Hope you are happy with your new job & I pray you reach new pinnacle of success & achievement in your chosen field
Best wishes
dizzy

At Tuesday, November 1, 2005 at 8:17:00 PM EST, Blogger Charles $visitorIP said...

Hey dizzy,
I don't so much object to passing on our conclusions, as I really object to passing on our emotional baggage. Yes, Sarah is my my wonderful daughter. She is and always has been my greatest blessing in my life, whether or not I might be any kind of blessing to anyone else's life, including her's, escapes me.
There are many who have passed before us, who deserve much praise they may never have received, may never receive, as there have been many who did receive praise which they did not deserve. I can think of a few who I feel deserve praise. Jesus, who died for what he believed, who taught us to live. Ghandi, who did not give in while remaining non-violent. Thomas Jefferson, who liked receiving the opposite of praise, which was probably unwitting praise of his ideals of freedom. There may be others and other reasons, but I'll leave that for later.
I'm certain there have been many parents who have resisted passing on their emotional baggage, who will never be praised, because they never told of it. My heartfelt thanks go to them. Those who have died because they did not believe in violence too, deserve thanks, but then their killers got away with it if only for a short time. That might be a questionable one.
Those who worked for the greater good, while causing no harm to do so. They deserve our praise. I likely fit somewhere between the last two at best, but perhaps not. I can only hope that what I have done is better than what was done for me, so I have been somewhat successful. Hopefully it has been.
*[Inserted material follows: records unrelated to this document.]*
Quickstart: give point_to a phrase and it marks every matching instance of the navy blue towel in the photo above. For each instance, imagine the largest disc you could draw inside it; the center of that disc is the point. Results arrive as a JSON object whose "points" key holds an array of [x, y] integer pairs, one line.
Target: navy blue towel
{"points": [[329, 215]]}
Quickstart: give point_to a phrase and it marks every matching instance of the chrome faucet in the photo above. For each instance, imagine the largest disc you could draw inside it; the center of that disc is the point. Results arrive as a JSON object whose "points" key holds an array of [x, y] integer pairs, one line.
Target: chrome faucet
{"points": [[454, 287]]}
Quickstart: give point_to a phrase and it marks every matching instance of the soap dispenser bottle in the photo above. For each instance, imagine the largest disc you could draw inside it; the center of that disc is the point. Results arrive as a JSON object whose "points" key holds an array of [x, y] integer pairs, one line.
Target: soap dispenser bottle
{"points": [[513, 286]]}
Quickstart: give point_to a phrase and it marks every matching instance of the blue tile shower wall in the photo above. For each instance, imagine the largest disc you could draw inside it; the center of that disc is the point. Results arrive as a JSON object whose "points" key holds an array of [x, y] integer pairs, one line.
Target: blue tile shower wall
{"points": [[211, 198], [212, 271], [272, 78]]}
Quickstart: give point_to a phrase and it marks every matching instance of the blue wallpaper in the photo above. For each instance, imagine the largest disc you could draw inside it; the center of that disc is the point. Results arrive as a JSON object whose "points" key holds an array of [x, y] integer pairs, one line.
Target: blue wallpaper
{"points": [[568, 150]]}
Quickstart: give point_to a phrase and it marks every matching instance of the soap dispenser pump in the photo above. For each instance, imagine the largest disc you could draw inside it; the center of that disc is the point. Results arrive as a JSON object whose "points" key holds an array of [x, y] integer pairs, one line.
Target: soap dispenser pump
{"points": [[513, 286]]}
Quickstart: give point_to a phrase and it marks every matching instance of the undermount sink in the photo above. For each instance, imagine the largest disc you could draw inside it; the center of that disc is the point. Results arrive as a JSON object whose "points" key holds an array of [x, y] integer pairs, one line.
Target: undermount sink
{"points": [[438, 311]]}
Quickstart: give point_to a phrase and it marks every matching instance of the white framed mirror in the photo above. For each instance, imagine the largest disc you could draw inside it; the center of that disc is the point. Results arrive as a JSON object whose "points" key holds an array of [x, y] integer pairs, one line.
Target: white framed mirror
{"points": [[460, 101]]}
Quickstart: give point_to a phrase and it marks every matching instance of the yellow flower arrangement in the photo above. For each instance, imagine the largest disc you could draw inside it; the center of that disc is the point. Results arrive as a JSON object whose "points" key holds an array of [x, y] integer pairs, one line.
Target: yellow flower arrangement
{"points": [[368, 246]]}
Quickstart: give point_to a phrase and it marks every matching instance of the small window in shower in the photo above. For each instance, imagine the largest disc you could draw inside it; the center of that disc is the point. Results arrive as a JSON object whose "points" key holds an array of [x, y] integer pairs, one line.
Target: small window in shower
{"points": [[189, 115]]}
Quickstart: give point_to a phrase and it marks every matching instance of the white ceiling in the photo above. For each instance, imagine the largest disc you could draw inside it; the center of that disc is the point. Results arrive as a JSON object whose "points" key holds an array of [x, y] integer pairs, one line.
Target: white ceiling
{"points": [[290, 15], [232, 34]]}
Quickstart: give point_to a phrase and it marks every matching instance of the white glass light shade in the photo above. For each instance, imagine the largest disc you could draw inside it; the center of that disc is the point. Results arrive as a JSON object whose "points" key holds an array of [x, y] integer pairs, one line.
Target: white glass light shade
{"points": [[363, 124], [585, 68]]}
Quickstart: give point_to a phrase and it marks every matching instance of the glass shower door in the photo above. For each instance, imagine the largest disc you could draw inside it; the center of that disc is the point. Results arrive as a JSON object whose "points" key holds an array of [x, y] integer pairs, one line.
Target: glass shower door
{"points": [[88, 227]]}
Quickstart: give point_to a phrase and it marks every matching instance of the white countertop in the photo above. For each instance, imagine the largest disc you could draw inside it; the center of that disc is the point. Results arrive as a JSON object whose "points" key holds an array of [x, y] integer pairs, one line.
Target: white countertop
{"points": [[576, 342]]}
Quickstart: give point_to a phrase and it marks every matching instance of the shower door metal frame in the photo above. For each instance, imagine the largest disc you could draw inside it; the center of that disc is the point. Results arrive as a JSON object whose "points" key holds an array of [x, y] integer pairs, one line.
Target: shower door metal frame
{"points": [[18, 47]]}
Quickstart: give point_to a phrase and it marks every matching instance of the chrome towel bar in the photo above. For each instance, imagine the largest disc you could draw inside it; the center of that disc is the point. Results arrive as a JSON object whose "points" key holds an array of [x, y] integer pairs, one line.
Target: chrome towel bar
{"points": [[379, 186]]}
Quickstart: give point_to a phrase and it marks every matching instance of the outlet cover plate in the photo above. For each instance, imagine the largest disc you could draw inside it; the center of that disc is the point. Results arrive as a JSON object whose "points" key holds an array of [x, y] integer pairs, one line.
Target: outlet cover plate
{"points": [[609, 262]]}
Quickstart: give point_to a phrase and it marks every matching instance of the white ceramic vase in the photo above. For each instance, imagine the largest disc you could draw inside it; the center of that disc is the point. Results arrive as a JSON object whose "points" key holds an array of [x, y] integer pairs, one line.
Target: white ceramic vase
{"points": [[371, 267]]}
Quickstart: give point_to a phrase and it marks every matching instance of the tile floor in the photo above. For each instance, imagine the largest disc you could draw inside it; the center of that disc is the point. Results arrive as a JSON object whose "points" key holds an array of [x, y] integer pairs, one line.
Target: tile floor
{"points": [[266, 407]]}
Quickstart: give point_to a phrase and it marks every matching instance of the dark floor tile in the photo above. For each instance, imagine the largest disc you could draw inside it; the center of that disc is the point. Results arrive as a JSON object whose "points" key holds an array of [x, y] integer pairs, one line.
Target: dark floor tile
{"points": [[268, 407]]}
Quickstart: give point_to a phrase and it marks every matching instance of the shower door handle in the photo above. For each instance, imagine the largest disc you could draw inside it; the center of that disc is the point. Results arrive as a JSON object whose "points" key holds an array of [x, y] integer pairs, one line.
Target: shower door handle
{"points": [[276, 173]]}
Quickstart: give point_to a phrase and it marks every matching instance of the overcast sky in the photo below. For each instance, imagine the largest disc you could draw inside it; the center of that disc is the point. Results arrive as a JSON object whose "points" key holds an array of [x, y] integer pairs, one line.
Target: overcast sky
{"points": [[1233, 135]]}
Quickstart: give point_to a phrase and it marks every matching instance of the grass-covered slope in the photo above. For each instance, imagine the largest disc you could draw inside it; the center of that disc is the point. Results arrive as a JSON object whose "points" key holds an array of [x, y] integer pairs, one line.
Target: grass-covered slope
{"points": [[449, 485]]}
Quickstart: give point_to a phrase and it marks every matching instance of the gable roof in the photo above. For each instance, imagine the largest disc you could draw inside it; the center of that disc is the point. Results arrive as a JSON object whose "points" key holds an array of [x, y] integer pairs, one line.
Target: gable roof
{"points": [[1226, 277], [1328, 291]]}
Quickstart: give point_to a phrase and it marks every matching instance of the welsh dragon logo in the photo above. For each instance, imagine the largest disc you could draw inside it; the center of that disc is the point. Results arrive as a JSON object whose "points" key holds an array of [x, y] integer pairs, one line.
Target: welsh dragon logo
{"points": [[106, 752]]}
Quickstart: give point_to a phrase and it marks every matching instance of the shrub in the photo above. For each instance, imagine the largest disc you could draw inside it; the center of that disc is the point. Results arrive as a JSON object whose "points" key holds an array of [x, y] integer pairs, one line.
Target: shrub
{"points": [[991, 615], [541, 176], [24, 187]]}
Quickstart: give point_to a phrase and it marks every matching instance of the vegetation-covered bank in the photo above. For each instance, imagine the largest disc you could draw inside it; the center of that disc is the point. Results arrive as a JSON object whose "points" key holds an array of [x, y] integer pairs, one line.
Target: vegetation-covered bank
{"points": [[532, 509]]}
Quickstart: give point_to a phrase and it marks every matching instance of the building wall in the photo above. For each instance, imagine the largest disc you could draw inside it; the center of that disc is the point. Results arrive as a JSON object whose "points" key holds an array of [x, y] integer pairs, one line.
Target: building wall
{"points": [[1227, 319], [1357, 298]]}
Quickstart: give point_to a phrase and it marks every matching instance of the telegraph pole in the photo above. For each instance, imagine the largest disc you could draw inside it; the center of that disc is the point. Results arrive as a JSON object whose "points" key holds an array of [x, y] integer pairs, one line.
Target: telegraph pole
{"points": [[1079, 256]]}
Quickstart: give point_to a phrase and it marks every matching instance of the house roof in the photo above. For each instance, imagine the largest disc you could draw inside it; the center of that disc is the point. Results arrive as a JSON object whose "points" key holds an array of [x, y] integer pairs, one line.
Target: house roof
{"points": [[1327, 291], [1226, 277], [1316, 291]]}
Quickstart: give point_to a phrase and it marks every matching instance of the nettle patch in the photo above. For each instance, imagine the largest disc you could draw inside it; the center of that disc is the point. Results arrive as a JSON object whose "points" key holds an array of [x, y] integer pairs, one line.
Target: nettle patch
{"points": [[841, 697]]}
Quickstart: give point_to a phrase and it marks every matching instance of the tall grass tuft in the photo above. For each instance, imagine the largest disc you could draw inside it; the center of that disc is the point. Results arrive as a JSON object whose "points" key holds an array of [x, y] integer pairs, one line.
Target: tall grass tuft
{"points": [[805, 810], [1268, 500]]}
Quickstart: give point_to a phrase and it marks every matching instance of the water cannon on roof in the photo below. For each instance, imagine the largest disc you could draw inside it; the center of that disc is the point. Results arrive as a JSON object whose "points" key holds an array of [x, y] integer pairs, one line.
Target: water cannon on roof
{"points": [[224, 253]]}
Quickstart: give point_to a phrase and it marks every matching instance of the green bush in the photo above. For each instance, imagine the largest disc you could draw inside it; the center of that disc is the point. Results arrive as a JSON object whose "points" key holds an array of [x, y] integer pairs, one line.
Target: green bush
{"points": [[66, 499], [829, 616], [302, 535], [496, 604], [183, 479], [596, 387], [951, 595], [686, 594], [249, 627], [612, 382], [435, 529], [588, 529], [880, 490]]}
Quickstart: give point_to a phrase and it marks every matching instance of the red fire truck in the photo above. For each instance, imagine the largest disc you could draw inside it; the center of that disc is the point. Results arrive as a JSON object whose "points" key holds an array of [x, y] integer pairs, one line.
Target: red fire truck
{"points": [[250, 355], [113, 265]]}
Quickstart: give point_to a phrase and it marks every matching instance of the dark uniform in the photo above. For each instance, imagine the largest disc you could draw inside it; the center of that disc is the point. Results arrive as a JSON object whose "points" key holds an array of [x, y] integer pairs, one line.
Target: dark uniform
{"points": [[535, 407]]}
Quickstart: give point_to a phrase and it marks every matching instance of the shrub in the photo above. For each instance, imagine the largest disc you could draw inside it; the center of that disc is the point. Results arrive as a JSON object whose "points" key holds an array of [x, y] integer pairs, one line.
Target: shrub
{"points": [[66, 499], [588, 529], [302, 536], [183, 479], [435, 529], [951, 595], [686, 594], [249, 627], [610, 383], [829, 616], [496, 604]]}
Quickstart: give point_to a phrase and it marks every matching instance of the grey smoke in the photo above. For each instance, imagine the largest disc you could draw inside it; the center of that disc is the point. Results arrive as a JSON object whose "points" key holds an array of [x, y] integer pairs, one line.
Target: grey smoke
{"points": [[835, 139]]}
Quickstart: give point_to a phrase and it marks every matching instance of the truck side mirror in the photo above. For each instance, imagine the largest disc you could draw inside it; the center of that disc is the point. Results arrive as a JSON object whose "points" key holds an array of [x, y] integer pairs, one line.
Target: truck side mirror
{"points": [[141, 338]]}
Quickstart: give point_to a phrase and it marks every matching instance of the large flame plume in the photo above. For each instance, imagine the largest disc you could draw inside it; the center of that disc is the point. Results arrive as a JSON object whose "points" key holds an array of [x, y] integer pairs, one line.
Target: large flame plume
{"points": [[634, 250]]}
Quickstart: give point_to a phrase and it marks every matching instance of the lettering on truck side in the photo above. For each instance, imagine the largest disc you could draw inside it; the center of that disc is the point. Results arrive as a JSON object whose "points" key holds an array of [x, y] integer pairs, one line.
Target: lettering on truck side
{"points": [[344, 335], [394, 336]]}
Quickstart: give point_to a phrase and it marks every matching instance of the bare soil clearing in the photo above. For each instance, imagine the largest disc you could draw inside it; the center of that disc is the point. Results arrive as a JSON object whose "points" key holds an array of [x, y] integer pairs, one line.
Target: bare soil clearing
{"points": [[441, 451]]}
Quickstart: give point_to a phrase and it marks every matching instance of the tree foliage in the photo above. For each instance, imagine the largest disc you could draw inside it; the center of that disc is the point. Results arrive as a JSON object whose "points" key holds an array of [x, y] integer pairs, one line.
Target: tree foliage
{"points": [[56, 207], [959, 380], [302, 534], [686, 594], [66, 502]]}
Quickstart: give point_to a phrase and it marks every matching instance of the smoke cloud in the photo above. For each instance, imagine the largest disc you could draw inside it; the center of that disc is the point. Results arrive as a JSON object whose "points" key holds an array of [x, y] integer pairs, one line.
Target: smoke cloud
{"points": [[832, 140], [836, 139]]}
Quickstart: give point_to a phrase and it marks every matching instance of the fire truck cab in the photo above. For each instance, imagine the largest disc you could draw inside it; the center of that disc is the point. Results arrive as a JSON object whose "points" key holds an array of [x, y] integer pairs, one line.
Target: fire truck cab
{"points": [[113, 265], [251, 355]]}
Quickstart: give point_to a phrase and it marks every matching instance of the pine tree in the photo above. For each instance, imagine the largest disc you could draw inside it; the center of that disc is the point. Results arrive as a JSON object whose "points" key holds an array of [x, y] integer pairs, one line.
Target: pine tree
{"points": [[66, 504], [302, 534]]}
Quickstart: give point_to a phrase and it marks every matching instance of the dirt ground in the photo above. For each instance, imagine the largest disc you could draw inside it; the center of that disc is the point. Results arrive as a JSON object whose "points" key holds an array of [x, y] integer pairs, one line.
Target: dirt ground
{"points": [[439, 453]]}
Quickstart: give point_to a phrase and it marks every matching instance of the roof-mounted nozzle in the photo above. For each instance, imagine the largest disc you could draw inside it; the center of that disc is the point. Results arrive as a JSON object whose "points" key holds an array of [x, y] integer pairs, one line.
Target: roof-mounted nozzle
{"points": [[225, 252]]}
At Saturday, November 5, 2005 at 7:20:00 AM EST, Blogger Mona $visitorIP said...

hey charles
you are right there about the baggage.that sure wud only tantamount to transfering our negativity & anxiety to our children in some sort of a way, for surely, parents are the first role models of their children & the kids start by emulating them in some way or the other.
Anyway, I believe that only those parents who wish to emotionally blackmail their children into submission of sorts wud be the ones to transfer their emotional baggage to their kids.That wud make them very selfish parents indeed.otherwise...normally every parent wud protect their child even from the shadow of such baggage..
Cheers

At Wednesday, November 14, 2007 at 7:13:00 AM EST, Blogger Mona $visitorIP said...

I come to this post often, not so much for the post itself, as for the comment box discussion! :)

At Wednesday, November 14, 2007 at 8:13:00 AM EST, Blogger Charles $visitorIP said...

Mona,
It kind of makes you hope, doesn't it? That and provides a bit of comfort.